The TikTok Heist: Using “National Security” to Build America’s Digital Propaganda Machine
While Congress debates Chinese surveillance, Larry Ellison appears to be assembling the most powerful information control apparatus in American history—and legacy media is helping dig its own grave.
The Opening Act: Manufacturing Consent
For two years, American media hammered the same message: TikTok is a Chinese weapon that must be stopped. CNN, Fox, MSNBC—all united in rare bipartisan panic about Beijing harvesting American data.
They were right about the weapon. They now seem to have lost their backbone.
While media outlets demanded TikTok’s ban, Oracle was quietly positioning itself to acquire not just an app, but the most sophisticated behavior-modification tool ever deployed—one that makes Cambridge Analytica look like a student project.
Part I: The Bait and Switch
What Congress Voted For
In April 2024, Congress passed the Protecting Americans from Foreign Adversary Controlled Applications Act by overwhelming margins (352–65 in the House, 79–18 in the Senate).
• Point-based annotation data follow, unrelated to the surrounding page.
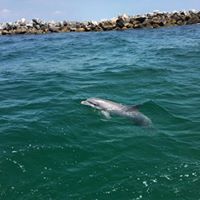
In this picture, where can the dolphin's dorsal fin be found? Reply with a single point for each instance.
(133, 108)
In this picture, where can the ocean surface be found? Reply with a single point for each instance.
(54, 148)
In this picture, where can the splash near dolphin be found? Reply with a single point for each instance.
(109, 108)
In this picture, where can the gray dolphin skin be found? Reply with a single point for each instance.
(108, 108)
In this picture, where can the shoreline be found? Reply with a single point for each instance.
(123, 22)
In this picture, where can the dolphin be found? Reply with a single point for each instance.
(108, 108)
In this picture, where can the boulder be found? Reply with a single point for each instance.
(107, 25)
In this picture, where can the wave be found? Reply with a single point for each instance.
(166, 120)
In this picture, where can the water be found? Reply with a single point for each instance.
(52, 147)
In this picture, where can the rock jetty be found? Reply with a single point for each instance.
(123, 22)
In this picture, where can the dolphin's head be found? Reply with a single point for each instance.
(93, 102)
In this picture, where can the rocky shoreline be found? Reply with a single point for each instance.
(123, 22)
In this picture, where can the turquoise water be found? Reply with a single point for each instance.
(52, 147)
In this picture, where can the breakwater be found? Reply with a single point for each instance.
(123, 22)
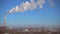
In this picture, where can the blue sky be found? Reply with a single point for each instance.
(36, 17)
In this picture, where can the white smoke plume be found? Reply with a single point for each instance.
(28, 6)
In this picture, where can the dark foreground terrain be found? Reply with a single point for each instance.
(42, 30)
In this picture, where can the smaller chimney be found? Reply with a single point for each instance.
(4, 21)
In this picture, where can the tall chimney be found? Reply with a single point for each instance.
(4, 21)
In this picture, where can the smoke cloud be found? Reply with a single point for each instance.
(29, 6)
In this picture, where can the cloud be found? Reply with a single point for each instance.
(51, 3)
(40, 3)
(30, 6)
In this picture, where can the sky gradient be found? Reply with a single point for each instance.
(36, 17)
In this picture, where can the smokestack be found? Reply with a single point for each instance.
(4, 21)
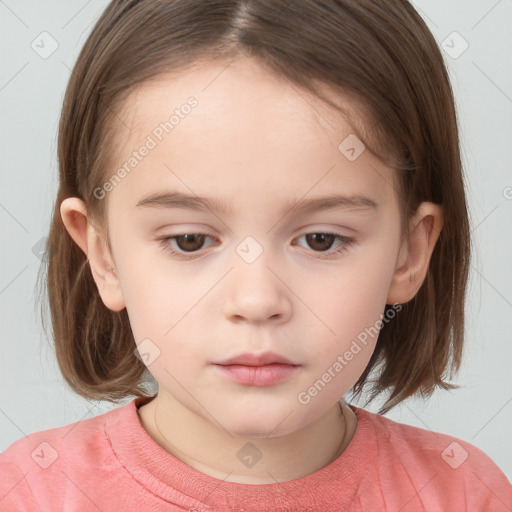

The statute was explicit:
ByteDance must fully divest TikTok by January 19, 2025
No operational relationship may remain
No cooperation is allowed over its recommendation algorithm
In January 2025, the Supreme Court unanimously upheld this framework, affirming Congress’s authority to act on national security grounds [1].
What Appears to Be Happening Instead
By late 2025, the “remedy” is starting to look very different:
ByteDance retains up to ~20% ownership [2]
The core algorithm is leased, not deleted [3]
Oracle claims it will “retrain it from the ground up” under U.S. supervision [3]
Trump (via executive orders) repeatedly extends enforcement deadlines [4]
Control consolidates around Oracle, Silver Lake, and a16z—Ellison’s inner circle [2]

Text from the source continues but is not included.